On this Creditanstalt Day, the battle over the Euro has been joined! The Euro was getting crushed in after-hours trading last night, pushed down towards $1.26. The shorts are wolfpacking it. This morning central banks rushed in to intervene, and the Euro bounced off $1.261 to run above $1.27, but has fallen off again. It remains well below the “we’re saved!” peak of this weekend, at $1.31. If the ECB cannot withstand this assault, the Euro-TARP bailout is doomed.
The intervention caused a 20-pt reversal flip in the S&P futures, which had been falling towards 1140.
Curiously, the biggest expected losers, the French and German banks with excessive exposure to the PIIGS, might be able to make some it back by being wolves themselves – hedging in Forex markets by shorting the Euro.
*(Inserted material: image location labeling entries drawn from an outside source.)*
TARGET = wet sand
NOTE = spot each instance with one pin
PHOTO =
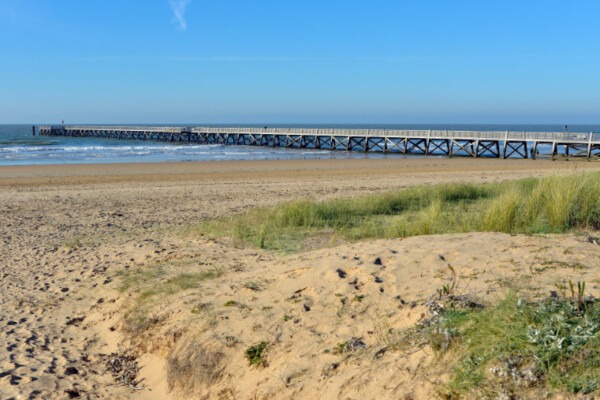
(68, 232)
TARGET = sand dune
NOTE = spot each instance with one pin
(69, 236)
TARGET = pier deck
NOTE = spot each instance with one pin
(498, 144)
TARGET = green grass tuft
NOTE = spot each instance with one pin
(516, 346)
(257, 354)
(546, 205)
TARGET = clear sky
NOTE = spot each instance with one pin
(300, 61)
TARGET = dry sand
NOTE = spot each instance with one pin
(70, 233)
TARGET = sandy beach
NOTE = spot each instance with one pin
(70, 235)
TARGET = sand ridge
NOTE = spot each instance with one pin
(69, 233)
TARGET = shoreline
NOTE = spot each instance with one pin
(211, 170)
(70, 235)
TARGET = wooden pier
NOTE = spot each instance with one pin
(497, 144)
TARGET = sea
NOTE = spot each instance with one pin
(19, 147)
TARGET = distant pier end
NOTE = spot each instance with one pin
(495, 144)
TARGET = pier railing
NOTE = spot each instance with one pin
(381, 133)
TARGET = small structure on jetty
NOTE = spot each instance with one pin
(497, 144)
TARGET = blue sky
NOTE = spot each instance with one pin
(283, 61)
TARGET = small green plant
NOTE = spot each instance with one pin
(359, 297)
(350, 346)
(580, 293)
(257, 354)
(517, 345)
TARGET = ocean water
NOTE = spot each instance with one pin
(19, 147)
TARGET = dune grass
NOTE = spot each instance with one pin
(546, 205)
(516, 347)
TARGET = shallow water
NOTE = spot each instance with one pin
(19, 147)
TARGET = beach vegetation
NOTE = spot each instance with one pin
(546, 205)
(257, 354)
(517, 345)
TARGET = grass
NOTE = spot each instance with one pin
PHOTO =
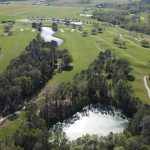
(8, 128)
(12, 46)
(83, 50)
(19, 11)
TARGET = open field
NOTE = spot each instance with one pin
(12, 46)
(83, 50)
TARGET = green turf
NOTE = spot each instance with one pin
(12, 46)
(83, 50)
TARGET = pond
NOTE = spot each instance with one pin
(86, 15)
(94, 120)
(48, 35)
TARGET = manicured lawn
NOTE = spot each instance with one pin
(12, 46)
(8, 128)
(83, 49)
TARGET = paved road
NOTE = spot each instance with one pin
(146, 85)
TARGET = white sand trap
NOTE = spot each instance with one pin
(72, 30)
(62, 30)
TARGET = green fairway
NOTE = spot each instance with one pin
(83, 49)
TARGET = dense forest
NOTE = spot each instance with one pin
(104, 82)
(28, 73)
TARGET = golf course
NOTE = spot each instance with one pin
(84, 50)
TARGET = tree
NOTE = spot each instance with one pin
(145, 43)
(145, 132)
(94, 32)
(54, 26)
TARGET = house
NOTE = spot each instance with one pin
(78, 24)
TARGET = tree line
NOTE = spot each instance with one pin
(106, 82)
(29, 72)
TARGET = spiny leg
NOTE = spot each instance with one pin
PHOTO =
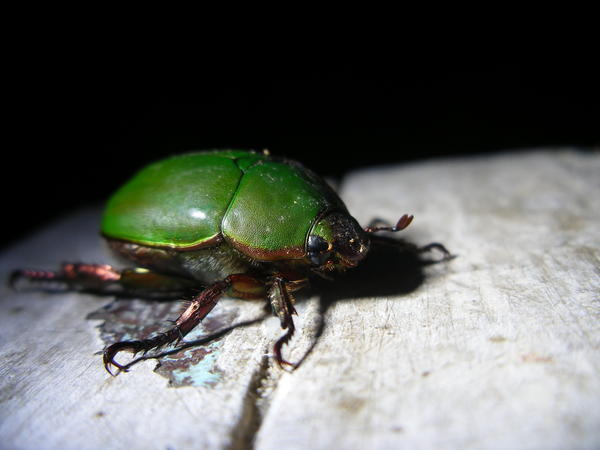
(404, 246)
(198, 309)
(282, 302)
(105, 279)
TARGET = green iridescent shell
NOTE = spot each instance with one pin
(263, 206)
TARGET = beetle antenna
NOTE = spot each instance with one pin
(403, 222)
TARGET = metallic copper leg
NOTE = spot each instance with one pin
(198, 308)
(105, 279)
(282, 303)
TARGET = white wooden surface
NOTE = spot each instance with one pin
(498, 348)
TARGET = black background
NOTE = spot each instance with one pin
(79, 129)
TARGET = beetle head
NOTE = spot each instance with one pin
(336, 241)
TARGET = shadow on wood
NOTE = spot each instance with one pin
(393, 267)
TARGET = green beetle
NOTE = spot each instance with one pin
(240, 223)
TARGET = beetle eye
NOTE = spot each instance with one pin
(318, 250)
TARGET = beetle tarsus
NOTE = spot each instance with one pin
(197, 309)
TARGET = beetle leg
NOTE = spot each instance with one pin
(104, 279)
(197, 309)
(402, 223)
(282, 302)
(408, 247)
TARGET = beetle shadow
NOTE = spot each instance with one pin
(393, 267)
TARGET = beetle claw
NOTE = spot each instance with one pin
(110, 352)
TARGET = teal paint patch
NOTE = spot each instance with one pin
(139, 319)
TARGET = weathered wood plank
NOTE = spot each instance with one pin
(495, 349)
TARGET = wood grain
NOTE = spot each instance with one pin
(498, 348)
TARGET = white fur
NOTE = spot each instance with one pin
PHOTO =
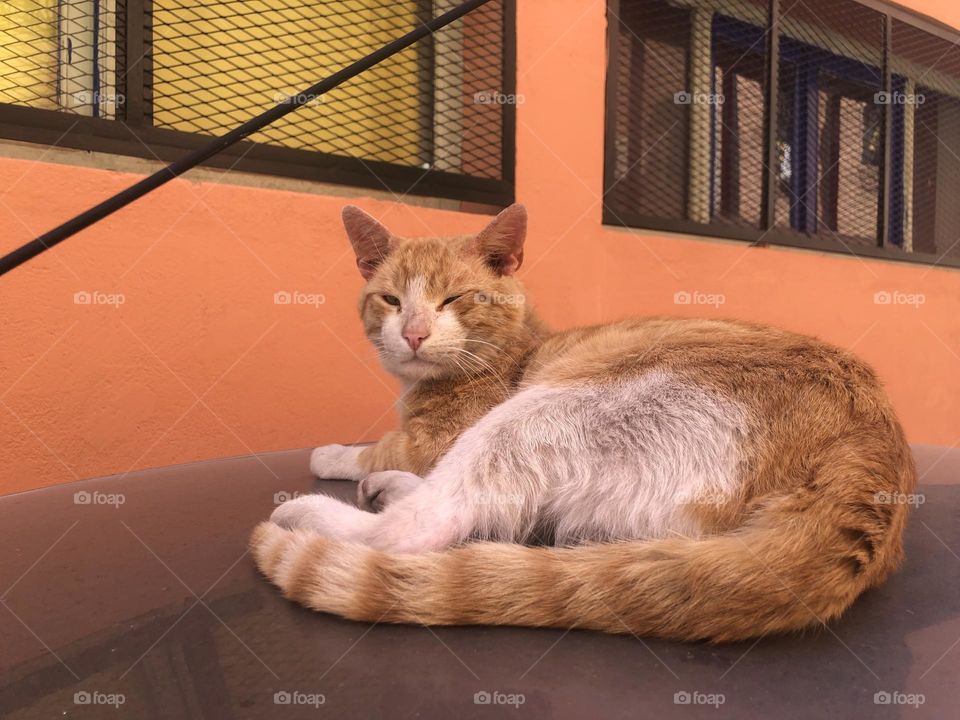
(621, 460)
(337, 462)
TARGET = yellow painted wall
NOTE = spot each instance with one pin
(219, 63)
(28, 52)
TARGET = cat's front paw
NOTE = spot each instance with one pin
(337, 462)
(379, 489)
(321, 514)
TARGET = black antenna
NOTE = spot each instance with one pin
(125, 197)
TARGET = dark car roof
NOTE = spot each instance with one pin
(139, 587)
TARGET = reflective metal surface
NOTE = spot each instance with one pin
(134, 597)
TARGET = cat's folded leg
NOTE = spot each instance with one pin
(428, 518)
(337, 462)
(326, 516)
(380, 489)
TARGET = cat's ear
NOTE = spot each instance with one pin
(370, 239)
(501, 242)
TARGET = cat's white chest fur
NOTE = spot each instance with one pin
(596, 461)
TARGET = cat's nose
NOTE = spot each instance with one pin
(415, 338)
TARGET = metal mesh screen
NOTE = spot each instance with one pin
(687, 111)
(830, 120)
(438, 104)
(59, 56)
(209, 65)
(925, 214)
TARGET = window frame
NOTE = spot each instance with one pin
(889, 236)
(131, 133)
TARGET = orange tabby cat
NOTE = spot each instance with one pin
(693, 479)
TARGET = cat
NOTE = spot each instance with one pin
(676, 478)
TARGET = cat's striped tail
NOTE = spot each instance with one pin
(756, 581)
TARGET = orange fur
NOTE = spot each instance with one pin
(804, 536)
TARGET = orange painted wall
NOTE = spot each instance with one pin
(199, 362)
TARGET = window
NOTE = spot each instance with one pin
(152, 77)
(857, 150)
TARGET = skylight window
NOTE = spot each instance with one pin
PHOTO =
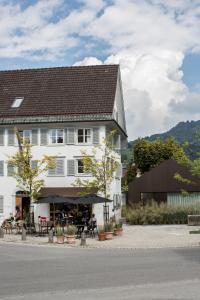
(17, 102)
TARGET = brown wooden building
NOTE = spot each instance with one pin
(160, 185)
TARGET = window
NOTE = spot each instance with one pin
(84, 136)
(80, 169)
(1, 204)
(1, 168)
(26, 135)
(56, 136)
(80, 166)
(59, 168)
(10, 169)
(17, 102)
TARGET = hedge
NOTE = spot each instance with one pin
(154, 213)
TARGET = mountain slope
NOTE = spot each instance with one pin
(183, 132)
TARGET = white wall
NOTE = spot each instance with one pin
(8, 185)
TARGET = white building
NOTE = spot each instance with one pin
(62, 111)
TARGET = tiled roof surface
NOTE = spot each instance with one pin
(59, 91)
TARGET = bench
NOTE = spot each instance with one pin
(193, 220)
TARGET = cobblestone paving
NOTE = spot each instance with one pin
(134, 237)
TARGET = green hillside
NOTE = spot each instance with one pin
(184, 132)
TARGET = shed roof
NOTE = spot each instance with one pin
(161, 180)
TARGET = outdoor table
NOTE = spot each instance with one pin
(80, 229)
(44, 227)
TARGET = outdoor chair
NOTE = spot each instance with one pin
(92, 230)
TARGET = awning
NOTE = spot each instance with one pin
(67, 192)
(55, 199)
(90, 199)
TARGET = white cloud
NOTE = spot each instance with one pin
(149, 38)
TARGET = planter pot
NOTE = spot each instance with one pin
(71, 239)
(60, 239)
(118, 231)
(102, 236)
(109, 235)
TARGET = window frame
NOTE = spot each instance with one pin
(56, 174)
(56, 136)
(77, 160)
(84, 135)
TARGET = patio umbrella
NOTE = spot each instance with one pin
(54, 199)
(90, 199)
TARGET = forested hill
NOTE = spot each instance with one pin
(183, 132)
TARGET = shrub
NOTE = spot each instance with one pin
(154, 213)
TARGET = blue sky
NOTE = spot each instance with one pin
(156, 43)
(191, 70)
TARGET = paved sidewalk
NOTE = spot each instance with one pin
(134, 237)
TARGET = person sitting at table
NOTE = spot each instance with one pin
(92, 222)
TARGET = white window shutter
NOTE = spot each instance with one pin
(52, 172)
(10, 169)
(96, 135)
(119, 171)
(1, 204)
(1, 168)
(1, 137)
(71, 167)
(70, 136)
(43, 137)
(35, 137)
(11, 137)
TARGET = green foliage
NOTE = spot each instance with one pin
(28, 178)
(153, 213)
(59, 231)
(130, 174)
(148, 154)
(102, 170)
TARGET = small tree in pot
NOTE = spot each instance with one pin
(60, 235)
(70, 232)
(118, 229)
(101, 233)
(109, 230)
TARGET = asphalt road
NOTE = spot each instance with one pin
(30, 272)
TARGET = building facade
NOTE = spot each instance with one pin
(62, 111)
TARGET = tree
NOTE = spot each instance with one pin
(28, 176)
(102, 170)
(148, 154)
(129, 175)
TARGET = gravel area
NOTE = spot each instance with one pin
(134, 237)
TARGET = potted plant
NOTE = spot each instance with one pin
(70, 232)
(101, 233)
(60, 235)
(118, 230)
(109, 230)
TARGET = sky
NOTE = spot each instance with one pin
(156, 43)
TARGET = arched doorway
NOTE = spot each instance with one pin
(23, 202)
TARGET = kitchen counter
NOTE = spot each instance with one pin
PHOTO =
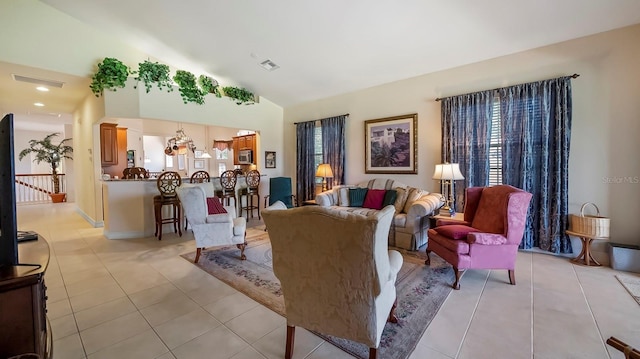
(128, 206)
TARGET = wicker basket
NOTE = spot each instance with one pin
(591, 226)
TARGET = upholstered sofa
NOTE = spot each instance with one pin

This is a partial win-win in a lose-lose situation:
- If the Euro breaks, they win on Forex
- If the ECB protects, they win on the bailout
What the wolves see is simple logic: the PIIGS are insolvent. Their income cannot cover their current debt. Piling more debt on top only prolongs the problem. The Euro-TARP tries to lower borrowing rates, but if the assault on the Euro drives rates up, the ECB is left with QE to self-finance the debt, which it wants to avoid. Hence something will break.
Right now the spreads are widening for LIBOR vs. overnight index swaps (OIS), as they did in 2007, when they ran from 13 bp to 73 bp, and then “the rout was on.” Last week the spread jumped from 9 to 18 bp, and since the Euro-TARP was announced, have widened to 20 bp. Bondsquawk also notes that 2-yr rate swaps have also widened. The TED spread (Treasuries vs Eurodollars, now called LIBOR) for 3-monthers is back to levels of 3Q09.
John Taylor (Stanford Prof and originator of the Taylor Rule for Fed interest rates) writes today in the FT that what may ultimately break is confidence in the ECB, and with it confidence in central banks.